If voluntary dissolution proceedings have not been revoked, then, when all debts, liabilities and obligations of the corporation have been paid and discharged or adequate provision has been made therefor and all of the remaining property and assets of the corporation have been distributed to its shareholders, articles of dissolution shall be executed by the corporation by an authorized officer, which statement shall set forth:
A. the name of the corporation;
B. that the secretary of state has previously filed a statement of intent to dissolve the corporation and the date on which the statement was filed;
C. that all debts, obligations and liabilities of the corporation have been paid and discharged or that adequate provision has been made therefor;
D. that all the remaining property and assets of the corporation have been distributed among its shareholders in accordance with their respective rights and interests;
E. that there are no suits pending against the corporation in any court or that adequate provision has been made for the satisfaction of any judgment, order or decree that may be entered against it in any pending suit; and
F. confirmation that the corporation has resigned as a registered agent or is not currently a registered agent for any entity registered in New Mexico.

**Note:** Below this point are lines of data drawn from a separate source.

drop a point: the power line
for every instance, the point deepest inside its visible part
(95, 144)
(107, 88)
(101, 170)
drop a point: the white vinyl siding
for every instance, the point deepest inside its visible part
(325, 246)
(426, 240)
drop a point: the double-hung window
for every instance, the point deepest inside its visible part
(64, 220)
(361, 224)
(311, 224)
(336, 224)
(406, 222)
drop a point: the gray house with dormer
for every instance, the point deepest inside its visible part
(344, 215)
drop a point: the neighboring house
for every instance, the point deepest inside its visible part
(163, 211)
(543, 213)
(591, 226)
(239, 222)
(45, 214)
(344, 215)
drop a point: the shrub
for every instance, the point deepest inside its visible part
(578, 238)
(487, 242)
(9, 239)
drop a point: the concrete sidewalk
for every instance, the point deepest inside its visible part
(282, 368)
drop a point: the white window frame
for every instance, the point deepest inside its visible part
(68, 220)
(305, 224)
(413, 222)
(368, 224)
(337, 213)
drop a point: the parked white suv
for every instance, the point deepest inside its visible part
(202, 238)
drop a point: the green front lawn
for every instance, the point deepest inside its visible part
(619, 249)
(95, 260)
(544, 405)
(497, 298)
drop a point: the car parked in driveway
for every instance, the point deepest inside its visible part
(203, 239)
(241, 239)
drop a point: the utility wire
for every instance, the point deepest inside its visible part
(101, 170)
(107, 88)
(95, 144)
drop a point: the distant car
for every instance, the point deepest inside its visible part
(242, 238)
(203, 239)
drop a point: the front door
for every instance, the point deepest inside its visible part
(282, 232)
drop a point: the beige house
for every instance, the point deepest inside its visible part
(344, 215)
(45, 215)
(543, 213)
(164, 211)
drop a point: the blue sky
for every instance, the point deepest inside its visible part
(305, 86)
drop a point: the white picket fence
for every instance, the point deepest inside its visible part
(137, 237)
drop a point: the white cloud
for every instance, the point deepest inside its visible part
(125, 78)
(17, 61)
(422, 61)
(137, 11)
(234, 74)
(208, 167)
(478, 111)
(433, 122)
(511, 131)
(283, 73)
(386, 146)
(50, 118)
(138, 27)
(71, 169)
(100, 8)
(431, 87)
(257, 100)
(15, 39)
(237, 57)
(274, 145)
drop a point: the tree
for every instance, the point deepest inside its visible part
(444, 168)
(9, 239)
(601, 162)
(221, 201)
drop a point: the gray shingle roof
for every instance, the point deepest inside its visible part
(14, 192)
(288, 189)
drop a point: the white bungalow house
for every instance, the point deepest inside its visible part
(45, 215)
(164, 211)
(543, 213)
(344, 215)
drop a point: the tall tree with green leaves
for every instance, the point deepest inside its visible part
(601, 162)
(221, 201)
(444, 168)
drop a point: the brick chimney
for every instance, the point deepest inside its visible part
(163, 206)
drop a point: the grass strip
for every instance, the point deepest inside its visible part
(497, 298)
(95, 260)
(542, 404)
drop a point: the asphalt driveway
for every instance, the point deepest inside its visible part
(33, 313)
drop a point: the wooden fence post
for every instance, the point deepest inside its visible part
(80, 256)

History: 1953 Comp., § 51-29-11, enacted by Laws 1967, ch. 81, § 89; 2001, ch. 200, § 64; 2019, ch. 159, § 3.
ANNOTATIONSThe 2019 amendment, effective July 1, 2019, required articles of dissolution to include confirmation that the corporation has resigned as a registered agent or is not currently a registered agent for any entity registered in New Mexico; and added Subsection F.
Compiler's notes. — This section is derived from Section 92 of the ABA Model Business Corporation Act.
The 2001 amendment, effective July 1, 2001, deleted the provision that articles of dissolution be executed in duplicate and substituted "an authorized officer" for "its chairman of the board, president or vice president and by its secretary or assistant secretary and verified by one of the officers signing the articles".
Pending lawsuit. — Nothing in the New Mexico Business Corporation Act suggests that the legislature intended that final claims have priority over contingent claims. Smith v. Cox, 1992-NMSC-029, 113 N.M. 682, 831 P.2d 981.